I really don't like the current inconsistent behavior. I can't help but see it as a bug, and I am surprised that folks think it is OK that harmonic_mean([0, "foo"]) returns 0. This is the *statistics* module, and the first line of https://docs.python.org/3/library/statistics.html says "This module provides functions for calculating mathematical statistics of numeric (Real-valued) data". I understand the desire to maintain the performance benefit of the early exit, but I would rather disallow values that are zero than accept the nonsensical result of harmonic_mean([0, "foo"]) and the inconsistency between that and the result of harmonic_mean(["foo", 0]). I spend most of my time working on numerical-ish code, so my world view might be different than that of y'all.
Here's a new proposal. To continue to accept zero values, and disallow negative values consistently (as the function is documented to do), *and* preserve the early exit, I propose that the try/except statement in harmonic_mean in master be changed to
try:
T, total, count = _sum(1/x for x in _fail_neg(data, errmsg))
except ZeroDivisionError:
if any(x < 0 for x in data):
raise StatisticsError(errmsg) from None
return 0
The change adds just the two lines in the except block.
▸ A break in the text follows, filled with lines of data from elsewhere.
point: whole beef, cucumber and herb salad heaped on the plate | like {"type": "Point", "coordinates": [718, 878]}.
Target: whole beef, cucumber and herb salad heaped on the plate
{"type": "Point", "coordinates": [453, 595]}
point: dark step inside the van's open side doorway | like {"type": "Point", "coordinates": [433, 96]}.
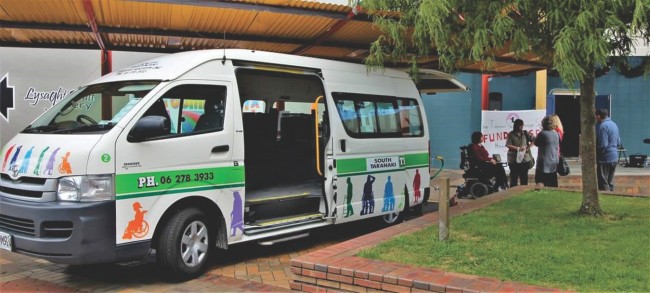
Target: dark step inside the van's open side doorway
{"type": "Point", "coordinates": [286, 206]}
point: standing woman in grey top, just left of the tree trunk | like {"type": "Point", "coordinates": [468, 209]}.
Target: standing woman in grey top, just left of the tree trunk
{"type": "Point", "coordinates": [548, 142]}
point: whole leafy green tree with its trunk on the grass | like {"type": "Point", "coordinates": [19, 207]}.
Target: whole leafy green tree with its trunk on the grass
{"type": "Point", "coordinates": [573, 36]}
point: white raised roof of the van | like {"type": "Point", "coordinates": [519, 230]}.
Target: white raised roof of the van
{"type": "Point", "coordinates": [172, 66]}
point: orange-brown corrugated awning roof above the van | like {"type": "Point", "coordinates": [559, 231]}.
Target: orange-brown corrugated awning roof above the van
{"type": "Point", "coordinates": [306, 28]}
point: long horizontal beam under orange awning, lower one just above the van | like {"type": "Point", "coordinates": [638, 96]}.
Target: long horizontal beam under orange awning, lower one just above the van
{"type": "Point", "coordinates": [174, 33]}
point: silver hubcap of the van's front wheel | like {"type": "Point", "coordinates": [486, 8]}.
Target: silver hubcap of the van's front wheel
{"type": "Point", "coordinates": [194, 244]}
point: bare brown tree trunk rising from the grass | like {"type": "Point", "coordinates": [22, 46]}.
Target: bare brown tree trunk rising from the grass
{"type": "Point", "coordinates": [590, 204]}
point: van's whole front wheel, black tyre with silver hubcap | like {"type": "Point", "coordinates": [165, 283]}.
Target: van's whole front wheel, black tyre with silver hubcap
{"type": "Point", "coordinates": [184, 245]}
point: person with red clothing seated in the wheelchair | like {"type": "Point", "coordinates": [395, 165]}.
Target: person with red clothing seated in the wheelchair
{"type": "Point", "coordinates": [489, 167]}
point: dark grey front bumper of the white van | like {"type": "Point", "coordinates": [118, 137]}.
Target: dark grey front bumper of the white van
{"type": "Point", "coordinates": [66, 232]}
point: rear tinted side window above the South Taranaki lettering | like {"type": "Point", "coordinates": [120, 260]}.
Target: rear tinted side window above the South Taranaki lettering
{"type": "Point", "coordinates": [366, 116]}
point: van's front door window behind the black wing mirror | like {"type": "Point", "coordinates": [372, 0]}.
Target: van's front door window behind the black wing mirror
{"type": "Point", "coordinates": [192, 108]}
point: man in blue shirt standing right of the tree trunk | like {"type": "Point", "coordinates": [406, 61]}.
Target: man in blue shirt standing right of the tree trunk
{"type": "Point", "coordinates": [607, 139]}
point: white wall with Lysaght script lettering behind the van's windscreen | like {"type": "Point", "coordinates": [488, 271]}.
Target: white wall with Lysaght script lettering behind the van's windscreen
{"type": "Point", "coordinates": [39, 78]}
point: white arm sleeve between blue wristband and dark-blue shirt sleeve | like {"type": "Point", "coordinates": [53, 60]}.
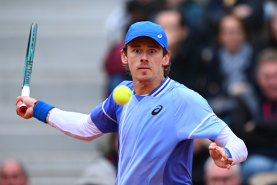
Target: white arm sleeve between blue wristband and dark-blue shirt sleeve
{"type": "Point", "coordinates": [74, 124]}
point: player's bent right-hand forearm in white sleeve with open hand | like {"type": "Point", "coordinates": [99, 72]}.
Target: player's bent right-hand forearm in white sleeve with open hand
{"type": "Point", "coordinates": [228, 149]}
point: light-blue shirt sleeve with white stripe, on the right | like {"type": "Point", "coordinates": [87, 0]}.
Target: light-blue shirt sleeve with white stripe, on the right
{"type": "Point", "coordinates": [195, 117]}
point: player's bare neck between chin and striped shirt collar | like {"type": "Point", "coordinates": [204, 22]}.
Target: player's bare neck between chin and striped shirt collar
{"type": "Point", "coordinates": [146, 87]}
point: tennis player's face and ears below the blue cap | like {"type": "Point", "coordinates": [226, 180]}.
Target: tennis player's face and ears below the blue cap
{"type": "Point", "coordinates": [145, 59]}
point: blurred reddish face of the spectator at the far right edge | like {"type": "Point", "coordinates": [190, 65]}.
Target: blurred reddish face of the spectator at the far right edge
{"type": "Point", "coordinates": [267, 79]}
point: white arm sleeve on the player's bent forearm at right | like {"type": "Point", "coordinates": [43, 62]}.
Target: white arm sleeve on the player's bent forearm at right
{"type": "Point", "coordinates": [234, 144]}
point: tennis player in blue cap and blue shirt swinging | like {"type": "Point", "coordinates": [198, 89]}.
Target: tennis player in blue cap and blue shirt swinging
{"type": "Point", "coordinates": [157, 126]}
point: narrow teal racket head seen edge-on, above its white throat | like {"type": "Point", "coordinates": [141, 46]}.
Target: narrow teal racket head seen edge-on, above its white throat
{"type": "Point", "coordinates": [30, 55]}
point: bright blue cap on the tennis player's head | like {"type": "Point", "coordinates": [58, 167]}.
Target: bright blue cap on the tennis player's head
{"type": "Point", "coordinates": [147, 29]}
This doesn't change the "happy path" that is followed when all the values are strictly greater than 0. The cost of the additional check for any negative values in the input only occurs in the (presumably uncommon) case where an input value is 0. (This means, however, that any values before the first 0 are checked twice.)
> In the original design, I prohibited negative numbers because that seems to be what everyone says you should do, but as far as I can tell it is mathematically well defined so long as the sum of positive values doesn't equal the sum of negative values. And in that case, we could return a NAN.
Allowing negative values introduces some mathematical issues. Most importantly, the limit of the harmonic mean as two or more values approach zero (in the multivariable limit sense) no longer exists. Even in the simple case of computing the harmonic mean H(x, y) of two values, the limit of H(x, y) as (x, y) -> (0, 0) does not exist. H(x, y) is one of those funky functions where there are different paths to the origin in the second and fourth quadrants that lead to different values of the limit. Of course, practicality beats purity, so the harmonic mean could simply be defined to be 0 whenever any one of the inputs is 0. Then the only issue is the one you mentioned: the handling of the case where the denominator of the harmonic mean formula is zero. In that case, the code would return NAN as you suggested, or raise an exception. Overall, I don't think handling negative values is very important, and I'm not sure such a change to the function is worthwhile. On the other hand, I think it would be better than the current behavior.
> By the way, I've just noticed that harmonic_mean([INF, INF]) raises. Should it return INF instead?
Yes, I expect INF in that case. Currently it only raises when all the inputs are INF. Include one finite value, and there is no error:
In [67]: harmonic_mean([math.inf, math.inf, 5])
Out[67]: 15.0
The exception could be fixed by checking if total is zero before computing n/total (currently computed in the return statement of the function). |